Die Gründung des Theatervereins Bizau, dieser ältesten Laienspielbühne Vorarlbergs, reicht weit ins vorletzte Jahrhundert zurück. Wandergesellen aus Deutschland hatten bei den Jugendlichen des Dorfes die Lust am Theaterspiel geweckt.

Gebhard Wölfle

Eine Gruppe um Gebhard Wölfle widmete sich mit immer größerer Begeisterung dieser zu damaligen Zeiten nicht gerne gesehenen Freizeitbeschäftigung. Immer wieder wurden Theateraufführungen von der Obrigkeit abgelehnt. Die Aufführung von „Schillers Räuber“ im Jahre 1887 soll sogar eine vorarbergweite Hetze in den Zeitungen verursacht haben. Gebhard Wölfle schildert in seiner handgeschriebenen und in Mundart abgefassten Chronik die Anfangsschwierigkeiten des Vereins. (1864-1871). Bemerkenswert ist aber, dass das Theaterspiel in Bizau immer wieder Kraft zu einem Neubeginn fand. Bis auf die Unterbrechung zwischen den beiden Weltkriegen wird bis heute in Bizau Theater gespielt.

 Neuzeit

Der Theaterverein Bizau hat sich den Veränderungen der Zeit immer wieder angepasst und gemäß Wölfles Leitspruch: „Meor ehrod das Olt, und grüßad das Nü …“, neue Akzente gesetzt. So wurden zu Beginn der 50- und 60iger Jahre Uraufführungen von Natalie Beer aufgeführt, später beschränkte man sich auf ernste Volksstücke und humorvolle Darbietungen, jedoch ohne vordergründigen Klamauk. Volksstücke zeitgenössischer Autoren wurden in Bregenzerwälder Mundart umgeschrieben und somit ein Bezug zur Heimatgeschichte hergestellt („Der Gwissenswurm“ – Ludwig Anzengruber, 1985; „Der Alpenkönig und Menschenfeind“ – F. Raimund, 1988; „Erde“ – Karl Schönherr, 1989).

Kulturelle Stuktur

Ein großes Fest war das 125-Jahr-Jubiläum im Jahre 1991 mit einer großen Ausstellung und der Aufführung von Karl Schönherrs „Glaube und Heimat“. Mit dem Autor Autor Felix verbindet der Verein eine freundschaftliche Zusammenarbeit und die Aufführung seiner Werke „Kein Platz für Idioten“ (1994), „Munde“ (1996) und „Die Wilde Frau“ (2007)wurden mit großem Engagement zur Aufführung gebracht. „Es ist faszinierend, ein neues Stück von der gedanklichen Entstehung beim Durchlesen bis zur Aufführung auf der Bühne zu begleiten, mitgestalten und mit verantworten zu können“, sagt Theaterleiter Jürgen Metzler.

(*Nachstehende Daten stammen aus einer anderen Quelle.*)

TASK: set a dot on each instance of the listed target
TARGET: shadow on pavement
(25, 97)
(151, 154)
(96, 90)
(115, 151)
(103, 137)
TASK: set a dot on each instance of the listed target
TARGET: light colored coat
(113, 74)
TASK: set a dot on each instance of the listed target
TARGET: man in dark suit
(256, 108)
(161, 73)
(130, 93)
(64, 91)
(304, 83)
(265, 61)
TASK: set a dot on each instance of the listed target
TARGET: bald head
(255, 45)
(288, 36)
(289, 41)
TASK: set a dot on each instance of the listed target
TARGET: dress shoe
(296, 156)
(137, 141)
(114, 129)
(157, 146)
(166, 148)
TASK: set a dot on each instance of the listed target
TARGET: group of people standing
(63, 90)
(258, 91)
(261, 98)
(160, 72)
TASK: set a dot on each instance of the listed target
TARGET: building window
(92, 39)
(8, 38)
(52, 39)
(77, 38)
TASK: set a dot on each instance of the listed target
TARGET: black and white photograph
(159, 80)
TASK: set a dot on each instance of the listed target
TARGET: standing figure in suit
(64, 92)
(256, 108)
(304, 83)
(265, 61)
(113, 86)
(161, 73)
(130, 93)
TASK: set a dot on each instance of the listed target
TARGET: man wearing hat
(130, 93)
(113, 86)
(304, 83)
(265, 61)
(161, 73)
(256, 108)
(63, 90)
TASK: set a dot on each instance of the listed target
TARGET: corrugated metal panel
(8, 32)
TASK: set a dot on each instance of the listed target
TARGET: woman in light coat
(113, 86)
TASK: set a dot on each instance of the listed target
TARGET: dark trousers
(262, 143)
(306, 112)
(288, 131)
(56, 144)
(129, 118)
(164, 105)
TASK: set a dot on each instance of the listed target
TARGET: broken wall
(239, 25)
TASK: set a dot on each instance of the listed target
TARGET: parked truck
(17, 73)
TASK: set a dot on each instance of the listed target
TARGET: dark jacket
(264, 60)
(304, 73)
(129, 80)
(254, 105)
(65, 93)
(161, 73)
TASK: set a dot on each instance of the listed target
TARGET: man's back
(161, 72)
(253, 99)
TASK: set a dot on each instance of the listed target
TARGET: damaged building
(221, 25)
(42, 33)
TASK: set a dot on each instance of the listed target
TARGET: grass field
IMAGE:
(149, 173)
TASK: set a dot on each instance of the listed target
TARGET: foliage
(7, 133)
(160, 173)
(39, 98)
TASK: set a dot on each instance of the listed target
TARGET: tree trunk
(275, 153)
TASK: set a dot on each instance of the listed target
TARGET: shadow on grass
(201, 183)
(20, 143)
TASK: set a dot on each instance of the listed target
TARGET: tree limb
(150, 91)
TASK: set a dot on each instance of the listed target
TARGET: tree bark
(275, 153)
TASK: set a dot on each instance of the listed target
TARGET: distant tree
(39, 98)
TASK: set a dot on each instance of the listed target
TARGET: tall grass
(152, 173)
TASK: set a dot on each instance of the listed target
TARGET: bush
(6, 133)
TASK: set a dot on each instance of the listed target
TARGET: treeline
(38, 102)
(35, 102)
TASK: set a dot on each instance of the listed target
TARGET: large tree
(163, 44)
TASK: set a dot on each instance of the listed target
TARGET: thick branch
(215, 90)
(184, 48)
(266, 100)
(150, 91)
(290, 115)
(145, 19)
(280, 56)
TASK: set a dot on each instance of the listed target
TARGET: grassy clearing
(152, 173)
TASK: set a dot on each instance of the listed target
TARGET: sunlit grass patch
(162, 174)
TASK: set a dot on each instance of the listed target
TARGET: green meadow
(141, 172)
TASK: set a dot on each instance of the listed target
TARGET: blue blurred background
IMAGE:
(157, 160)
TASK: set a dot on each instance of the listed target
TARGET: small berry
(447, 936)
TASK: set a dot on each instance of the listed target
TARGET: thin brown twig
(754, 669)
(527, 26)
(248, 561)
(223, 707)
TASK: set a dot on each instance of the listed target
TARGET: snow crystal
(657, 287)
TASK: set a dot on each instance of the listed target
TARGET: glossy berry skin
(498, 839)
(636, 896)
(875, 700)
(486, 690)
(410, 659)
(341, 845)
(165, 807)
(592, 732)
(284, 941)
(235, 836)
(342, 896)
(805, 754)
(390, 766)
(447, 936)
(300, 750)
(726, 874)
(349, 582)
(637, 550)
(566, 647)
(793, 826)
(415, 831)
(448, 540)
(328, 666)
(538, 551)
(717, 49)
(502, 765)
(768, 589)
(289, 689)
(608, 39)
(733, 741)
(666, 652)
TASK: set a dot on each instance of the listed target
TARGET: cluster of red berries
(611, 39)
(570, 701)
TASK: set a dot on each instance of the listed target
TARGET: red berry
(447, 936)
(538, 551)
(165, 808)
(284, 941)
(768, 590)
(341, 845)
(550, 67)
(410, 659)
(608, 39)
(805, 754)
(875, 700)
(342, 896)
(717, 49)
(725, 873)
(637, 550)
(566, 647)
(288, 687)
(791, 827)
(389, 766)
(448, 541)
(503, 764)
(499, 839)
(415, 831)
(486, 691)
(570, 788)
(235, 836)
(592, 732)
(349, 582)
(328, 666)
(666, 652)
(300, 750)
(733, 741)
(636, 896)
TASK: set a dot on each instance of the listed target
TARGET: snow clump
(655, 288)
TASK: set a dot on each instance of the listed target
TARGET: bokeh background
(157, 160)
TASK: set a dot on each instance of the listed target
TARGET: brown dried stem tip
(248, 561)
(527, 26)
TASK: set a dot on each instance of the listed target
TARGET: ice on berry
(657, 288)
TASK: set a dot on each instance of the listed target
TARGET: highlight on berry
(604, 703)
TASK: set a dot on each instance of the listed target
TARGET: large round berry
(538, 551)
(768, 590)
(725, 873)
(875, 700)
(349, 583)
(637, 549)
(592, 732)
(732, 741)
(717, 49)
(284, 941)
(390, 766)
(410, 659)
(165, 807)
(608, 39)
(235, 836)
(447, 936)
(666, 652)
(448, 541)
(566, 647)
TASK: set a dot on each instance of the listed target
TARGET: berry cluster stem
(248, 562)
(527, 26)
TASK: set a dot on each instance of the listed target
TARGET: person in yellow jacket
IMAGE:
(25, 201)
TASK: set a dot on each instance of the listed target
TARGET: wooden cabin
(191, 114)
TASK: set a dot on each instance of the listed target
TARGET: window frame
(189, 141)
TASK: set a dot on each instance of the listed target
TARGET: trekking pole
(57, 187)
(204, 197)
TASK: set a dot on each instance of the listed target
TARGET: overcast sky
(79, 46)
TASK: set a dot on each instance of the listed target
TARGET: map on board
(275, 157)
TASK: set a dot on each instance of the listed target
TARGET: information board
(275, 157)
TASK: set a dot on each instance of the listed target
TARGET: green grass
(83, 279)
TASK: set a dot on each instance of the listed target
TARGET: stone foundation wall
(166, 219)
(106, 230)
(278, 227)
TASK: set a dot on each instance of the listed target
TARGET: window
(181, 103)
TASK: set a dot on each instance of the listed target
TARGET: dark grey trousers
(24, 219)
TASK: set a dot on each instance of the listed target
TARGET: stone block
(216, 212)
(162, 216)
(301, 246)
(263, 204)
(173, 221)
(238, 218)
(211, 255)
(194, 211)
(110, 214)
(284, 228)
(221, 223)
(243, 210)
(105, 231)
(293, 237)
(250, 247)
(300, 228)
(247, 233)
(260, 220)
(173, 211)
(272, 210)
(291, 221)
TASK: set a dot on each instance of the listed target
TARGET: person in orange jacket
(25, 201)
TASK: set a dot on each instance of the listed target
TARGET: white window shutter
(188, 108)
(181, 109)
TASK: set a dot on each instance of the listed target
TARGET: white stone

„Der Theaterverein prägt die kulturelle Struktur unseres Dorfes. Diese gilt es zu erhalten und weiter zu entwickeln“, so Metzler.

 „Zwölfeläuten“

Ein großer Erfolg war die Produktion im Jahr 2005 „Von Mäusen und Menschen“ von John Steinbeck. Mit der letztjährigen Aufführung „Zwölfeläuten“ von Heinz R. Unger brachte der Theaterverein Bizau ein Stück Zeitgeschichte des Bregenzerwaldes auf die Bühne und regte zu Diskussionen an. „Wir haben in den letzten Jahren begonnen, das Weihnachtspiel für Erwachsene zu beleben“, sagt Metzler. „Daneben pflegen wir das Liedgut, die Gedichte und Schwänke unseres Theatergründers und Heimatdichters Gebhard Wölfle“. AK

 Theaternacht 2010

„Schlaf ist Unhöflichkeit gegenüber der Nacht.“ Unter diesem Motto wird gemeinsam mit dem Landesverband für Amateurtheater nach fünfjähriger Pause in der Nacht vom 6. zum 7. November 2010 in Bizau wieder eine Theaternacht veranstaltet. Neben dem Gebhard-Wölfle-Saal wird wieder an mehreren Plätzen im Ort von 7 Uhr abends bis 7 Uhr morgens durchgehend Theater gespielt. Präsentieren werden sich die verschiedensten Amateurtheatergruppen des Landes und des benachbarten Auslandes. Auf dem Plan stehen aber laut Jürgen Metzler auch ganz neue Aktivitäten. Als roter Faden soll sich das Thema „Tanz“ durch das Programm ziehen. Aber auch der gesellschaftliche Teil wird wie immer nicht zu kurz kommen. im benachbarten Hotel Schwanen gibt es die ganze Nacht die Möglichkeit, mit Laienspielern, Profis und Zuschauern zu plaudern. Auch für Verpflegung ist gesorgt. Und zum krönenden Abschluss wird das Sägewerk Metzler wieder seine Tore zum gemeinsamen Frühstück mit Überraschung öffnen. AK

 

Warum sind Sie beim Theater?

Jürgen Metzler, Obmann:

Was mich am Theaterverein besonders gefällt, ist das Kreative, Schöpferische, Gestalterische.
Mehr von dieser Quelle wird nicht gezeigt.